You are somewhere past the halfway point of a trip - say, day six of ten in Chiang Mai - when the signal bar on your data plan does the thing it always does. It thins. You are mid-map, mid-message, or mid-argument about which songthaew to flag down, and the thought arrives with unhelpful clarity: I am about to run out.
This used to be a genuine crisis. You'd need a shop that sold your carrier's top-up cards, in a language you didn't read, during opening hours you didn't know. Then you'd need to redeem the thing, usually by dialling a code that looked like a phone number having a breakdown.

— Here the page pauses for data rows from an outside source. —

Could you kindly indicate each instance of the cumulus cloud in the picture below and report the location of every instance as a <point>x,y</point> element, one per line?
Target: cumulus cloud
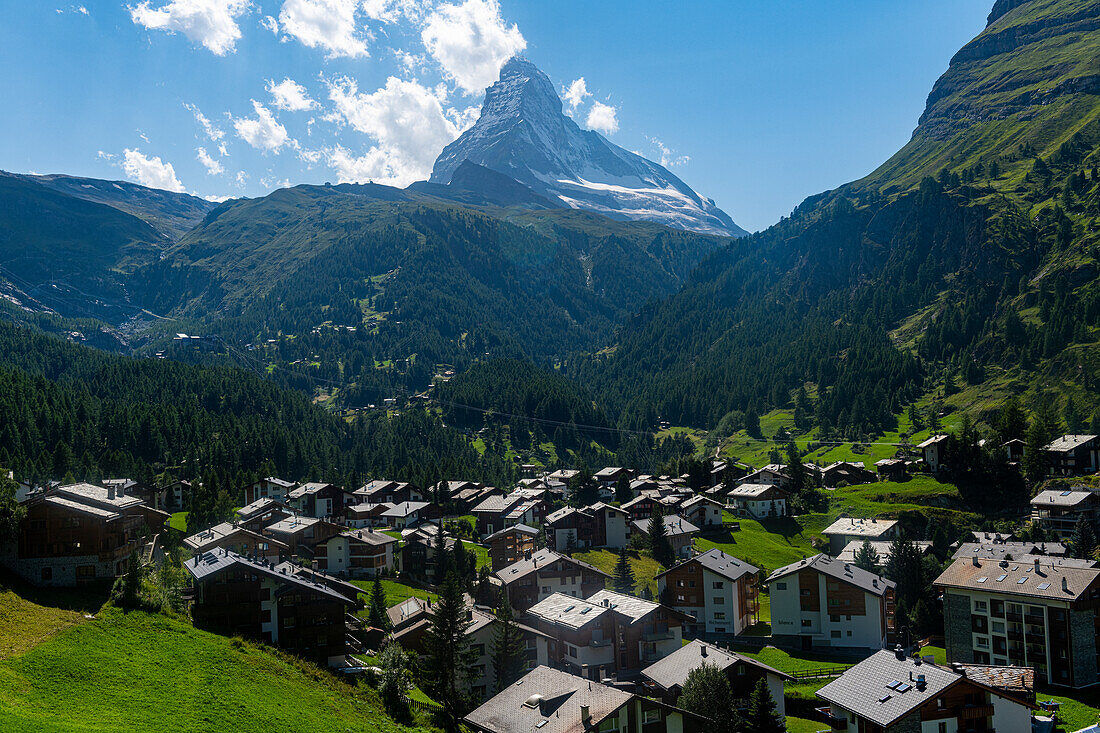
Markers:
<point>209,22</point>
<point>669,157</point>
<point>150,172</point>
<point>471,42</point>
<point>208,128</point>
<point>290,96</point>
<point>263,131</point>
<point>575,94</point>
<point>406,120</point>
<point>213,167</point>
<point>328,24</point>
<point>603,118</point>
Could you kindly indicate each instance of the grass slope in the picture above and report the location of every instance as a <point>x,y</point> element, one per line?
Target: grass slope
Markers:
<point>138,671</point>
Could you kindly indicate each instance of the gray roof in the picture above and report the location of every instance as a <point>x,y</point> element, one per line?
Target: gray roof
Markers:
<point>568,611</point>
<point>1020,578</point>
<point>716,561</point>
<point>521,528</point>
<point>215,561</point>
<point>865,690</point>
<point>674,525</point>
<point>672,670</point>
<point>838,569</point>
<point>548,701</point>
<point>1062,498</point>
<point>1068,442</point>
<point>540,559</point>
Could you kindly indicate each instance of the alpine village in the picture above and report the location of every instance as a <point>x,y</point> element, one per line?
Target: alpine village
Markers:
<point>513,450</point>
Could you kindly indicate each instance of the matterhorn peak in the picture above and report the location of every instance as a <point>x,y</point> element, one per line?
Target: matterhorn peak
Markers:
<point>524,133</point>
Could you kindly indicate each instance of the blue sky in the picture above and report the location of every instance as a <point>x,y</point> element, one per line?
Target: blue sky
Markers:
<point>755,104</point>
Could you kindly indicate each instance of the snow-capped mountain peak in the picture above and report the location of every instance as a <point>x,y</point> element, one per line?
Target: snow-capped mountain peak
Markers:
<point>523,133</point>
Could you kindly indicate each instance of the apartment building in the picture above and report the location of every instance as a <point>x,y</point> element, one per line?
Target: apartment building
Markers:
<point>1033,612</point>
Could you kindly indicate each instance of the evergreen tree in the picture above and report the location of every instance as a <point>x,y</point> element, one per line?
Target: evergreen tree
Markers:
<point>449,655</point>
<point>762,717</point>
<point>659,544</point>
<point>376,612</point>
<point>1082,543</point>
<point>867,557</point>
<point>624,580</point>
<point>507,646</point>
<point>706,692</point>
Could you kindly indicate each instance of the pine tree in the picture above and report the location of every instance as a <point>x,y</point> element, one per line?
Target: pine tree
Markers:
<point>659,544</point>
<point>867,558</point>
<point>376,613</point>
<point>449,655</point>
<point>706,692</point>
<point>507,646</point>
<point>762,717</point>
<point>1084,539</point>
<point>624,580</point>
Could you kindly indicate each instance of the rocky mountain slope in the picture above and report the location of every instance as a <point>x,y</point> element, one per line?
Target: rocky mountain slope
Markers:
<point>523,133</point>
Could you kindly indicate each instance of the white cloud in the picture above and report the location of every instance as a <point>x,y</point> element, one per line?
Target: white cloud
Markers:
<point>150,172</point>
<point>391,11</point>
<point>213,167</point>
<point>669,157</point>
<point>290,96</point>
<point>602,118</point>
<point>212,132</point>
<point>471,42</point>
<point>263,131</point>
<point>328,24</point>
<point>209,22</point>
<point>575,94</point>
<point>406,120</point>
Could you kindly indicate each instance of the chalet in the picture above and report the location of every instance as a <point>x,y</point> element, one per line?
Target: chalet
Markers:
<point>362,516</point>
<point>758,501</point>
<point>891,469</point>
<point>409,514</point>
<point>571,528</point>
<point>881,548</point>
<point>1034,612</point>
<point>718,591</point>
<point>235,538</point>
<point>848,529</point>
<point>1058,512</point>
<point>391,492</point>
<point>772,474</point>
<point>847,473</point>
<point>270,488</point>
<point>499,512</point>
<point>551,701</point>
<point>303,533</point>
<point>78,534</point>
<point>702,512</point>
<point>237,595</point>
<point>359,554</point>
<point>262,513</point>
<point>546,572</point>
<point>680,532</point>
<point>322,501</point>
<point>418,553</point>
<point>1074,455</point>
<point>824,602</point>
<point>890,692</point>
<point>612,525</point>
<point>512,545</point>
<point>667,676</point>
<point>932,450</point>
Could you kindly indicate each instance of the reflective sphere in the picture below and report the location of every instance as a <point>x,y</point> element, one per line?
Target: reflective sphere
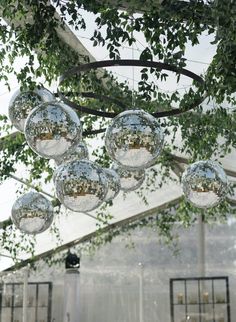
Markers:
<point>78,152</point>
<point>32,213</point>
<point>113,184</point>
<point>134,139</point>
<point>80,185</point>
<point>129,179</point>
<point>204,184</point>
<point>22,103</point>
<point>52,128</point>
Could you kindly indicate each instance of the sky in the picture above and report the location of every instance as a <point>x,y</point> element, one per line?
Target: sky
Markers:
<point>198,59</point>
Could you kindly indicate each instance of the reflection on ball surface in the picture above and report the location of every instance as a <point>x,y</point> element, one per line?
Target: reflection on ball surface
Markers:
<point>134,139</point>
<point>32,213</point>
<point>80,185</point>
<point>204,184</point>
<point>78,152</point>
<point>52,128</point>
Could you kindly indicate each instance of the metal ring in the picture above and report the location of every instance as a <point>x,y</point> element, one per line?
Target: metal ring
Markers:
<point>127,62</point>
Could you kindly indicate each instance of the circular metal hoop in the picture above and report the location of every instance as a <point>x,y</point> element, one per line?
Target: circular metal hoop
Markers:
<point>127,62</point>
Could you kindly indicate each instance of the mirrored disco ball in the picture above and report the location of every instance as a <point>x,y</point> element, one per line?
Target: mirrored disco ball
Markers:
<point>204,184</point>
<point>78,152</point>
<point>134,139</point>
<point>129,179</point>
<point>113,184</point>
<point>80,185</point>
<point>32,213</point>
<point>52,128</point>
<point>22,103</point>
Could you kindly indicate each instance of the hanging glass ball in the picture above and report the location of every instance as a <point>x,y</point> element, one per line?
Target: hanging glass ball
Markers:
<point>32,213</point>
<point>22,103</point>
<point>78,152</point>
<point>129,179</point>
<point>204,184</point>
<point>113,184</point>
<point>134,139</point>
<point>52,128</point>
<point>80,185</point>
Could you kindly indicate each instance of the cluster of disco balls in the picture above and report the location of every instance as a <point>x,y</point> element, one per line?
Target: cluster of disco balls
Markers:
<point>133,141</point>
<point>53,130</point>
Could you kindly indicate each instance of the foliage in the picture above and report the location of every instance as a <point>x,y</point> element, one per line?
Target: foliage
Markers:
<point>29,30</point>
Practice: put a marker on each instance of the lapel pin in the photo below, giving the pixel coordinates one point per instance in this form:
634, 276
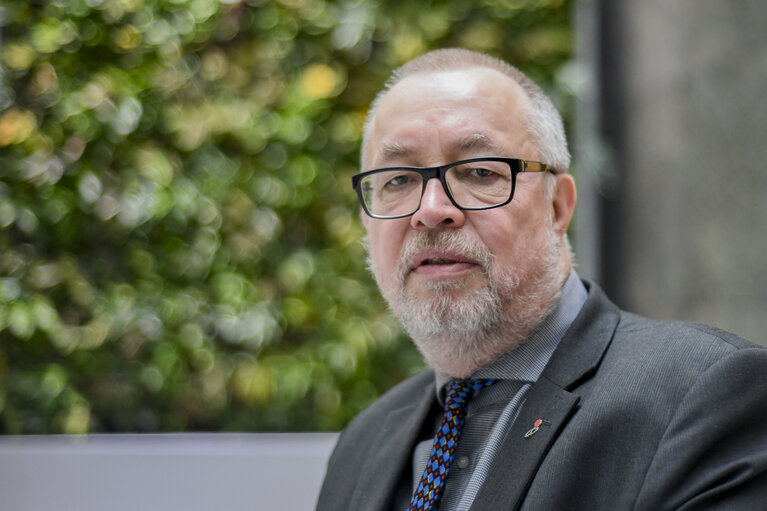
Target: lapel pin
534, 429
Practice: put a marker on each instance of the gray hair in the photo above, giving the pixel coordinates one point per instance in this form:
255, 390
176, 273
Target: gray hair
543, 122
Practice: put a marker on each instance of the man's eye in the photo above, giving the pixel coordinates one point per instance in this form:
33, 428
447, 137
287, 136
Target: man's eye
398, 181
479, 172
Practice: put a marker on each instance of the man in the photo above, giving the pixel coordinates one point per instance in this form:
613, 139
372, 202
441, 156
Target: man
564, 402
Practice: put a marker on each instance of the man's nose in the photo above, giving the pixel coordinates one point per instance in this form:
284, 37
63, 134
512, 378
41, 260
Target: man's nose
436, 209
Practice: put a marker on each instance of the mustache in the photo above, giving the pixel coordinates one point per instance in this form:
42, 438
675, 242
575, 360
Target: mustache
447, 240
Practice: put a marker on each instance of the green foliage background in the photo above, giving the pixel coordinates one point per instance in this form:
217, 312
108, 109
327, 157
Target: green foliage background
179, 241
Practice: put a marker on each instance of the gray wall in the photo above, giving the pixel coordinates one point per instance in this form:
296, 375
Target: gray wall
680, 104
184, 472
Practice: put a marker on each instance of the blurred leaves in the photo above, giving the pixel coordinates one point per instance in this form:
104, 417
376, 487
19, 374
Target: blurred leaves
179, 243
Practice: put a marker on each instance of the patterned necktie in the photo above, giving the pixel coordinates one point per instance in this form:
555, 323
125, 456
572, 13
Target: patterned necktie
429, 491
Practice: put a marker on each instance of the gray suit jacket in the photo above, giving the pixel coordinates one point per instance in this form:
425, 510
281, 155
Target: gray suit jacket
638, 415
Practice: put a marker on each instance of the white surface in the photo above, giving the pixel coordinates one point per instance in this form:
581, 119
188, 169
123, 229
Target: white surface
258, 472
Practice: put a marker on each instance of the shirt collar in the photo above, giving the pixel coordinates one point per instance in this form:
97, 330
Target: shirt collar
527, 361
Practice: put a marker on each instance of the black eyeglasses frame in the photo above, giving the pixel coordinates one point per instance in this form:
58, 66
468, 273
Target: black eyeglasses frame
517, 165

None of that applies here. A travel eSIM doesn't run out and go dark - it runs out and asks, politely, for more.
What "topping up" actually means
Your eSIM is a profile, not a physical object, so adding data or days to it isn't a new SIM, a new QR code, or a new install. It's the same profile, given more room. Open the Sonet account page, pick the amount you want, and the extra data attaches to the plan already running on your phone. No reinstall, no new settings screen, no paperclip you don't have.
The whole thing takes under a minute, which matters more than it sounds like it should. The moments you need to top up are rarely convenient ones - a train platform, a queue for a temple, the back of a tuk-tuk - and "under a minute" is the difference between fixing it now and fixing it three stops later.